Cboe Global Markets (NYSE: CBOE), the Chicago-based options and derivatives exchange operator, announced on May 1, 2026 that it will cut roughly 20% of its global workforce, or about 332 of its 1,661 employees, as part of a broader strategic realignment. The cuts were announced the same morning the company posted record Q1 2026 earnings of $728.9 million in net revenue.
The market did not punish the announcement. Cboe's stock rose more than 5% in premarket trading, signaling that investors view the cuts as an efficiency play, not a distress signal. It is the same response Cognizant received 48 hours earlier when it unveiled "Project Leap" alongside strong Q1 numbers. The "cut while growing" model is becoming the default 2026 playbook for large publicly traded operators.
The headcount reduction is paired with a $300 million divestiture: Cboe is selling its Canadian and Australian operations to TMX Group to refocus capital and management attention on its US options, futures, and data businesses. The company is also discontinuing its US and European Corporate Listings, CEDX, and Japanese equities operations. CEO Craig Donohue told investors the moves will "strengthen our core businesses and enable greater investment for growth."
Cboe expects to record a restructuring charge in the range of $36 to $46 million, the majority of which will be severance.

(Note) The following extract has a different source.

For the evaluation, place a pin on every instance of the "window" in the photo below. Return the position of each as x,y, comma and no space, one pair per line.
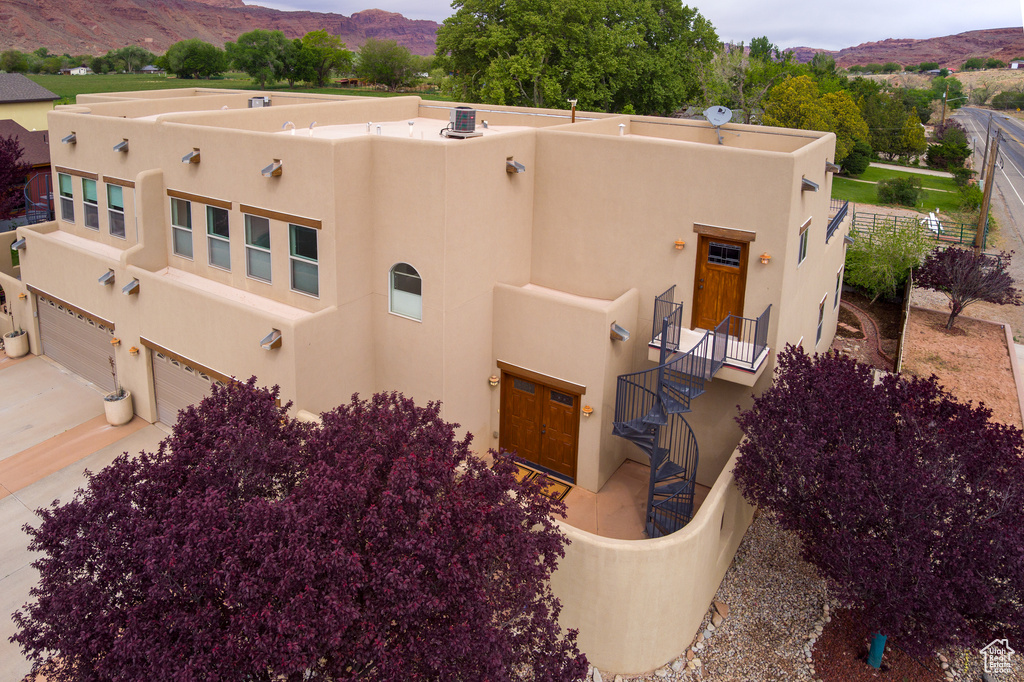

The company is also offering a voluntary retirement program to US and Canadian employees aged 55 or older with at least five years of service, mirroring the structure of Microsoft's first-ever voluntary program announced eight days earlier. Total expected 2026 cost savings from the realignment land between $20 and $25 million, with full-run-rate savings to follow in 2027.
The same press cycle that delivered the layoff news also carried record financial results. Q1 2026 net revenue rose to $728.9 million. Adjusted diluted EPS climbed 54% year-over-year. Options volumes surged. Cboe lifted its 2026 organic net revenue growth target and trimmed full-year adjusted operating expense guidance to a range of $838 to $853 million, both in part because of the realignment. COO Scott Johnston framed the cuts as "right-sizing for the businesses we are keeping, not the businesses we are exiting."
The voluntary retirement program runs first. Employees who meet the age-and-tenure criteria can elect to leave with an enhanced severance package. If the voluntary route does not produce enough departures, Cboe has signaled it will move to involuntary cuts to hit the 20% target. KPMG followed the same playbook eight days earlier when its US partner-level voluntary plan fell short, forcing involuntary partner cuts.
Cboe is the second large-cap operator in 48 hours to announce a major workforce reduction on the same day as record earnings. Cognizant did it April 29 with Project Leap and a 5.8% revenue beat. Microsoft signaled the model April 23 with the first voluntary retirement program in its 51-year history, paired with strong cloud results. Investors are rewarding the formula: shrink the cost base, narrow the strategic footprint, return capital, and keep the top line growing. None of the three companies needed to cut. All three did.